Litha looks set for a buy in Africa

It’s been an excellent season for investors in Litha, the JSE-listed diversified health play. Now at 415c/share (after pulling off their all-time high of 455c hit last month), stocks in Litha have surged an enviable 62% over the past 12 months. Second only to a red-hot Life, up just south of 70% over this period, this rally makes Litha the best performer across healthcare. The JSE all-share index, in contrast, is up no more than 20%.

Having commanded what now seems like a tiny R700m in market value this time, two years ago, before striking some mega deals (and an empowerment transaction with Nkululeko Sowazi-led Kagiso Tiso), Litha has more than trebled in value. At last count, the healthcare’s market cap sat at R2.3bn – that’s equivalent to education firm AdvTech but considerably smaller than Cipla Medpro, a generic drugs maker.

Last week, Litha released its first quarterly results – in keeping with the requirements of the Toronto bourse, where its new parent, Paladin (with a 44.5% stake), is listed. It’s impractical to assess Litha’s quarterlies given that there was no comparative set of numbers given for the 2011 third quarter to go by. For the quarter ended September 2012, operating profit came in at R12.5m on the back of R240.6m in revenues.

For the full year ended 2011, operating profit at Litha came in 14% higher, at R128m, following a 38% surge in revenues, to R1.3bn, thanks to the inclusion of the then-recently acquired assets. In July, Litha fortified its asset base when it snaffled drugs distribution specialist Pharmaplan, for R590m. This, too, will markedly boost this year’s earnings statement.

Its meteoric rise over time raises the question: is the rally in the Litha stock sustainable, or will the share price soon give in to gravity? That this counter has given up some ground over the past few weeks casts such doubt. Also, an earnings multiple of 20 – miles ahead of Cipla and Netcare’s, for two – implies this play isn’t exactly attractive.

It’s also not inspiring that the market, judging by worryingly low trading volumes, for instance, has ignored a terse cautionary issued on October 1 (further announcements, issued more recently, didn’t go beyond the predictable: “Litha is still in negotiations”). It’s a fact that cautionary announcements tend to give impetus to stocks. However, this theory doesn’t apply at Litha, at least not this time. Investors can’t be too delighted.

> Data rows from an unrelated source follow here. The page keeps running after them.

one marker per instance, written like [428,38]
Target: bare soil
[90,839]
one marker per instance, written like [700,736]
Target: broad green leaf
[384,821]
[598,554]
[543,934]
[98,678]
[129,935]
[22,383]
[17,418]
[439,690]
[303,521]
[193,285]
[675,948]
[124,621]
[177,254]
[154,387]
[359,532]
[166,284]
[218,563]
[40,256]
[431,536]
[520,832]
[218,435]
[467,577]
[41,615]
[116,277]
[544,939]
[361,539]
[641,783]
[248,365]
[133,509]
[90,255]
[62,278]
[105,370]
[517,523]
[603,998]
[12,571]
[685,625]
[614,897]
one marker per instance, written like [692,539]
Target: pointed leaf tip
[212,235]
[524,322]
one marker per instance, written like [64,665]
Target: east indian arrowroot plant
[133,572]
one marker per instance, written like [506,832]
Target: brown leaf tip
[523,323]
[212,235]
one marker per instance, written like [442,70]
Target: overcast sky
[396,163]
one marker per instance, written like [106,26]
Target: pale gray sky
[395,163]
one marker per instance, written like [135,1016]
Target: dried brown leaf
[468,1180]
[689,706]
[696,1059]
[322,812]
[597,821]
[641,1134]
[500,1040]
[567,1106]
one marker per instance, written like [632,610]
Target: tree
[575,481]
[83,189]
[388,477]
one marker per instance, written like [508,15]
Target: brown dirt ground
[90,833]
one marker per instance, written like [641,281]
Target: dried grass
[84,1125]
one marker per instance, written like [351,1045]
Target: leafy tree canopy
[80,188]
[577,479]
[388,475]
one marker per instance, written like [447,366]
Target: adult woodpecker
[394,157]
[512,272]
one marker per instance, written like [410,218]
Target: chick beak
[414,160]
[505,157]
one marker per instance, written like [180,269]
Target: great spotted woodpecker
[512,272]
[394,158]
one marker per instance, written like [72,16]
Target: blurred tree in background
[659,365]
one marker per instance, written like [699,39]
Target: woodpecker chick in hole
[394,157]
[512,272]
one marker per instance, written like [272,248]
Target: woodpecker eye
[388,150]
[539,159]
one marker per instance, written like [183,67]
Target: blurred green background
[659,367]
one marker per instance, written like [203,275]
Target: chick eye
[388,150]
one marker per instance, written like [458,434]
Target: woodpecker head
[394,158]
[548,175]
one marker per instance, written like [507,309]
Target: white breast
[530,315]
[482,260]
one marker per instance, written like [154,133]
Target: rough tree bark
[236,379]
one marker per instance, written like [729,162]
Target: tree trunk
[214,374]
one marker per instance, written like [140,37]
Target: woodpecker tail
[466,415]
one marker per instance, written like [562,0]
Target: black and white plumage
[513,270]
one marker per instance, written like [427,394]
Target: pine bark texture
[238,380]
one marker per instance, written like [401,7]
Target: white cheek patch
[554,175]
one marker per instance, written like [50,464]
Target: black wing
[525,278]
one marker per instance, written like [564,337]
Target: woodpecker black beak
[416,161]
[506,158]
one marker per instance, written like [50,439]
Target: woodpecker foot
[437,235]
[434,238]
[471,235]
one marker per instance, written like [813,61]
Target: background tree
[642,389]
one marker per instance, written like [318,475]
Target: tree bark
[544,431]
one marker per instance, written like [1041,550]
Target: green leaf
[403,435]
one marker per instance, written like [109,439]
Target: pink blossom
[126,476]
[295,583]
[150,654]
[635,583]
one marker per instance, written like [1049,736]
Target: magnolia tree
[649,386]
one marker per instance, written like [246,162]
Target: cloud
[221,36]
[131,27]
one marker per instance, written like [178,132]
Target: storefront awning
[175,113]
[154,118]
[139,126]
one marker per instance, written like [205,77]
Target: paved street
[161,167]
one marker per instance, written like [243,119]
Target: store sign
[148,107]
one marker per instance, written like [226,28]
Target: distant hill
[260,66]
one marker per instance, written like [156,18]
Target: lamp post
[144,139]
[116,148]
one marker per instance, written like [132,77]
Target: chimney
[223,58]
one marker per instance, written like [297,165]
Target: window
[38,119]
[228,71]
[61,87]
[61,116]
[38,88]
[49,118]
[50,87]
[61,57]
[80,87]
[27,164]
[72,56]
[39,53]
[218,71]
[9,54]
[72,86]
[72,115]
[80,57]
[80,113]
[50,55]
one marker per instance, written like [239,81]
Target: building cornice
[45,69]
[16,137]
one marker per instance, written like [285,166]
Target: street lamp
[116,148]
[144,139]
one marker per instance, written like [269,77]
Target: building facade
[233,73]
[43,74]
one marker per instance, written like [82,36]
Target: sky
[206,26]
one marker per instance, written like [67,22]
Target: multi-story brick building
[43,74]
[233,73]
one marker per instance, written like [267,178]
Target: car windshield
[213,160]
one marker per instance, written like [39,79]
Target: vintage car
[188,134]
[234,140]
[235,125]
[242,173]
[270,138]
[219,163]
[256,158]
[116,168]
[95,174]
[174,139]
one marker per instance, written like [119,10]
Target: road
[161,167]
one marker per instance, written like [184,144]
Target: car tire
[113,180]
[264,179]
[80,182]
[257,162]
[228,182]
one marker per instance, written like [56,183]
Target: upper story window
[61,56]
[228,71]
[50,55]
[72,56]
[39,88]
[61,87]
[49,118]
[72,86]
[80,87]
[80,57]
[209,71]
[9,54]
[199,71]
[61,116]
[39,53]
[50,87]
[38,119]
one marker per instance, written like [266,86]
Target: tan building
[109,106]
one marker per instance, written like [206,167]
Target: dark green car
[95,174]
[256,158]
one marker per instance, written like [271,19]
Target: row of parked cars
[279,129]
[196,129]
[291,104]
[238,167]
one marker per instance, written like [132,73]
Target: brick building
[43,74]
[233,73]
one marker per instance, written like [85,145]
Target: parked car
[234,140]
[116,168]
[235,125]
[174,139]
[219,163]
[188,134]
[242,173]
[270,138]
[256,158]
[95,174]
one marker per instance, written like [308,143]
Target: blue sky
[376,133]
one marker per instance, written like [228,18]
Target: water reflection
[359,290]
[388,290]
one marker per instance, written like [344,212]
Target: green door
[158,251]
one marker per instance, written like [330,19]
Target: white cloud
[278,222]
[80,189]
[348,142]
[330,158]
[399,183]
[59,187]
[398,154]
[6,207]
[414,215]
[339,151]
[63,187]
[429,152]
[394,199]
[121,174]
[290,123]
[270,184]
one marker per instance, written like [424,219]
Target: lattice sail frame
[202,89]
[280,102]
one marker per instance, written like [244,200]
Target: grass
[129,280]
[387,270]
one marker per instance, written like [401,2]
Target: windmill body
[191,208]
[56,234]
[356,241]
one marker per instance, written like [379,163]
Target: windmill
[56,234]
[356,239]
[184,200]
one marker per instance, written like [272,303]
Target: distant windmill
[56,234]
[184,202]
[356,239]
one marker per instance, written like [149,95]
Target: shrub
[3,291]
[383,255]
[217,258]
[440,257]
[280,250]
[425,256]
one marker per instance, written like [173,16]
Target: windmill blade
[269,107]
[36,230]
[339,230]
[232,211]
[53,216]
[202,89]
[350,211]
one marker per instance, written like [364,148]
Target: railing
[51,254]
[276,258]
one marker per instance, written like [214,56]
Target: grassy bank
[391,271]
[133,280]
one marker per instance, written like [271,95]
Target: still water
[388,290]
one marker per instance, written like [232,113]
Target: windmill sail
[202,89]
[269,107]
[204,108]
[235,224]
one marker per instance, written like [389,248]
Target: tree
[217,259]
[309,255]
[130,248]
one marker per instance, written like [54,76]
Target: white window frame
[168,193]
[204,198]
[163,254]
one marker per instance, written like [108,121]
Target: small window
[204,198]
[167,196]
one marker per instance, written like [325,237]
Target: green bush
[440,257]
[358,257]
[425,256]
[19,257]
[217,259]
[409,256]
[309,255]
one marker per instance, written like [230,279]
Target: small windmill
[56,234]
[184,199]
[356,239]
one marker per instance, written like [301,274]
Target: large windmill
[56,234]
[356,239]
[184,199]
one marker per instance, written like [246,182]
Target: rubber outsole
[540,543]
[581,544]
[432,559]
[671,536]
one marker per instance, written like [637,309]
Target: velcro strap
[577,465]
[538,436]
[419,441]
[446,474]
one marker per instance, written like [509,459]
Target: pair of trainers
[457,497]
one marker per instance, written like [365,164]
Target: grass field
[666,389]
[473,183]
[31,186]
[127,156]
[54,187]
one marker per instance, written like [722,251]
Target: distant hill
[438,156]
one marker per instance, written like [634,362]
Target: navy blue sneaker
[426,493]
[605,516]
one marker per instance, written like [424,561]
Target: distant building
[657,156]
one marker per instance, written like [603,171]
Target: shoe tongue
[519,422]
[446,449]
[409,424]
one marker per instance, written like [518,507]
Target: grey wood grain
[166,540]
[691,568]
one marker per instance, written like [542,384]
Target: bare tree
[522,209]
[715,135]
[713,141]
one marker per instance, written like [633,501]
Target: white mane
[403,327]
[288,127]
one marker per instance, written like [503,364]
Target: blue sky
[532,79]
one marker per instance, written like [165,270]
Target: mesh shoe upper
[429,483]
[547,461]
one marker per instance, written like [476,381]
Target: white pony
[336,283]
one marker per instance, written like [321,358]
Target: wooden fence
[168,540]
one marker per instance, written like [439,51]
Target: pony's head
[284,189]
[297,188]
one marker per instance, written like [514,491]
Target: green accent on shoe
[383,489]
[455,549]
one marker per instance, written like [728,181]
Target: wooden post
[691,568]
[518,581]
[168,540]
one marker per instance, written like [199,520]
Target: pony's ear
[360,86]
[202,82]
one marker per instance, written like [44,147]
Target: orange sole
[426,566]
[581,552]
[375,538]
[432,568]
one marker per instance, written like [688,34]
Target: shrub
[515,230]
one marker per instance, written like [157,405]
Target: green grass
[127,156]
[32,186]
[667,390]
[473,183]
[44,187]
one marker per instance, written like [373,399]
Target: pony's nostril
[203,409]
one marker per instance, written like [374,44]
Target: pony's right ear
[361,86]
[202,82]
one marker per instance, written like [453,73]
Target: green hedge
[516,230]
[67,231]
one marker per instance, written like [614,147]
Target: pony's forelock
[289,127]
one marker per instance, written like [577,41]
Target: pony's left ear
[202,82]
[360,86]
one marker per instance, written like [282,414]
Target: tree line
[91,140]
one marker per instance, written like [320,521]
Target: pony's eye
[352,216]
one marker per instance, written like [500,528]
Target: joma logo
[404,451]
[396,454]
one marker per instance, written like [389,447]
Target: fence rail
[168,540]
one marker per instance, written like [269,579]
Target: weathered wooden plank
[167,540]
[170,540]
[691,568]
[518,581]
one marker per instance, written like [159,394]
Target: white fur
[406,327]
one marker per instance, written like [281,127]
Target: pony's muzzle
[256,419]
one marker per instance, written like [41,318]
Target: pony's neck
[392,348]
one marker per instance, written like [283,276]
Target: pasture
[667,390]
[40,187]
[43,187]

But, arguing that the party is long from over for the counter, SA Stockbrokers portfolio manager Ron Klipin cites “profit-taking” for what he labels temporary softness. That said, and despite less-than-impressive interim results presented a few months ago, the Litha stock hasn’t lost its shine for long-term investors.

“There’s been profit-taking. Investors like to bank a little bit of profit sometimes – that’s what’s pulling the share down, but it won’t be long,” he asserts.

Like Klipin, Sasfin’s Gary Poultney hails Litha management – which sealed a deal with Paladin in July – for the local firm’s meteoric rise over the past few years. The Litha board is well-rounded, with Selwyn Kahanovitz, a pharmacist, serving as chief executive officer. His brother, Martin Kahanovitz, a chartered accountant, is chief financial officer.

“I like Michael and Selwyn Kahanovitz,” says Poultney. “I think they have a good business and are developing a unique manufacturing business in Africa.” Klipin agrees, adding that the many deals the top brass has inked will enable the tiny healthcare firm to earn the much-needed critical mass as it prepares to spread its tentacles. In his 2011 CEO’s report, Selwyn Kahanovitz wrote: “We retain our positive outlook for the African market and will continue to progress our cross-border strategy during 2012 and beyond.”

The focus, he wrote, would be on Southern African countries in the short term. In the long-term, the plan would be to expand footprint across sub-Saharan Africa. Statistics from IMS Health show that emerging markets, no less Africa, bode well for healthcare players.

Given this and the company’s growth strategy, Klipin’s prediction that the cautionary and the behind-the-scenes talks – involving Litha and an unnamed party – point to a buy, in Africa – seems a logical conclusion.

“The deal flow is still pretty much in the go,” he says. The touted purchase is supported by the fact that Paladin claims a formidable C$200m (or R1.8bn) war chest. In a previous interview with Finweek, Martin Kahanovitz indicated that some of this money could be used to power the local company’s expansion plans.

The only question then is: are we there yet?